A toolbox, a change of underwear, and a surfboard.

Sunday, August 17, 2008

Paddle Part 1

It seems the entire paddling season has gone by and I never updated my loyal readers about how it was going. I know you’ve all been lying awake at night asking yourself over and over, “how was the second paddling season at Planet Haolewood?” Well, I will tell you. It reached its dramatic finish yesterday when I competed in The Na Pali Challenge, the most important long-distance canoe race of the year on Kauai, but before I tell you about it I’ll recap the season.

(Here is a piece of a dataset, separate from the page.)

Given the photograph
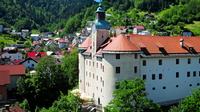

One of the many factors contributing to my difficult life here is having to make choices between all the fun things there are to do. For example the paddling season started in February, which is still the prime time of year for surfing. I thought long and hard and decided I liked surfing better than paddling but I still wanted to paddle since it would give me something to do in the summer when the surf is not so good. So I skipped the first few weeks of practice with the canoe club and resolved that I would only go to practice if the surfing conditions were less than ideal. I had also resolved that I didn’t enjoy regattas so the first part of the season I spent trying to figure out how many practices and races I could skip and still remain a member in good standing of the club.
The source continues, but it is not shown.